Una vez sacados todos los muebles, me sorprende ver la cantidad de espacio que hay en la Ratonera. Siempre había pensado que no era más que un armario grande, pero está claro que antes era una especie de despensa. Aquí dentro podrían entrar tres o cuatro chicas sin problema. Es bueno disponer de esta información. Nunca hay demasiados escondites. Necesitaría una bombilla o algo parecido, eso sí. La puerta pesa tanto que tengo que ponerle una silla delante para que se mantenga abierta, y aun así me muevo casi a oscuras.

Los muebles, sin embargo, no son más que el principio. Hay montañas de periódicos, revistas y libros de texto antiguos. Encuentro exámenes de 1991, anuarios Bunty de la década de 1980 y un par de ejemplares de una especie de revista llamada Jackie. Dedico un rato a hojearlas, a leer las páginas de los consultorios y los extraños culebrones ilustrados que se desarrollan a lo largo de diez viñetas.

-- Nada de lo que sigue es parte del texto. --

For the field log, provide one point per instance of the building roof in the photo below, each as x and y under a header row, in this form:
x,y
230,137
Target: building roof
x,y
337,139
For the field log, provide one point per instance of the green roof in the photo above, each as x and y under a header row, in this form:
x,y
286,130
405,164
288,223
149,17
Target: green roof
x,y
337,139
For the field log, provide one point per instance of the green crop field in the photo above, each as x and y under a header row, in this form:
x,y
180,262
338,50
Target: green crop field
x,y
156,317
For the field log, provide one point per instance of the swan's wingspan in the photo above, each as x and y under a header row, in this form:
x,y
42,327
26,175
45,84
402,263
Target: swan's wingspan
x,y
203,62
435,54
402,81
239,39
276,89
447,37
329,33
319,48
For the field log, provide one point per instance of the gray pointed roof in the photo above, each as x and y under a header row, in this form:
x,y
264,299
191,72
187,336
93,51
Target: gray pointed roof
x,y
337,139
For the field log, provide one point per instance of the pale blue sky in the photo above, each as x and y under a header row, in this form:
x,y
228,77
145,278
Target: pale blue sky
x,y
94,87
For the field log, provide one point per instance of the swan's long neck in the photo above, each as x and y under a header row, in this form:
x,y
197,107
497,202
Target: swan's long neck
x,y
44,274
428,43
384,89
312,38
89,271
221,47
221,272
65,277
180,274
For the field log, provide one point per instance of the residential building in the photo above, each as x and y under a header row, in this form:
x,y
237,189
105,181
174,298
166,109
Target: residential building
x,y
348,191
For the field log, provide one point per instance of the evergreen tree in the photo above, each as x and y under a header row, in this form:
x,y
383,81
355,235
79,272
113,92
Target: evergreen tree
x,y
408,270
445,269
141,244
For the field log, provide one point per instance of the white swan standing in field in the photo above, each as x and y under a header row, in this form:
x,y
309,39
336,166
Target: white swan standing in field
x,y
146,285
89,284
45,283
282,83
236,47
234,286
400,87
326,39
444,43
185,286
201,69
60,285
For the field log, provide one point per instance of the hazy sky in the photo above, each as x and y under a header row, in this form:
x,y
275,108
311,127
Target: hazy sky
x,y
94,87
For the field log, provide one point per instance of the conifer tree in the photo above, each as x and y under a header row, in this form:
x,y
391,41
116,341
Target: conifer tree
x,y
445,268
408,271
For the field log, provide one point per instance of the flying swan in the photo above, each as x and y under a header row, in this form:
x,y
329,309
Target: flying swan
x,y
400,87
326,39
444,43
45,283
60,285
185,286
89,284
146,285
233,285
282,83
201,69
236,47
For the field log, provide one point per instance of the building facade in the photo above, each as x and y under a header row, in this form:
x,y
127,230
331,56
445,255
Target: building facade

Están tan pasados de moda que resultan ridículos. Las historias tienen títulos como «¡Millie es todo un partido!» y «¡Una cita con Destiny!».

Leo «¡Una cita con Destiny!». Resulta que Destiny es el nombre de un caballo.

Cuando llego al fondo, las cosas empiezan a ponerse interesantes de verdad. Hay un par de cajas de cartón apiladas contra la pared, cubiertas por una gruesa capa de polvo blanquecino. Bajo la primera al suelo, la abro y me encuentro tres walkmans de la marca Sony, un paquete de cigarrillos Superkings, una botella medio vacía de licor de melocotón pegajoso y una baraja de cartas.

Contrabando. Aquí es donde deben de haber ido a parar todas las mercancías confiscadas.

También hay un único pasador de pelo con un angelito de plata que parece muy puro y santo al lado de los pitillos y el alcohol. Me lo pruebo un instante y entonces me agobio por si tiene piojos, así que lo tiro a una bolsa de basura. Solo un walkman tiene un casete dentro, así que me pongo los auriculares y le doy al «play». Sorprendentemente, funciona. El casete empieza a dar vueltas. «¡Me cago en la leche!».

Unos acordes de bajo, alegres y lentos, me retumban en la cabeza. Dum-dum-di-dum-de-dum. La voz de una mujer me susurra, infantil y dulce. Empieza a cantar sobre un hombre al que conoce, que tiene los dientes blancos como la nieve, un verso que me parece una tontería. ¿De qué otro color esperaba que fueran?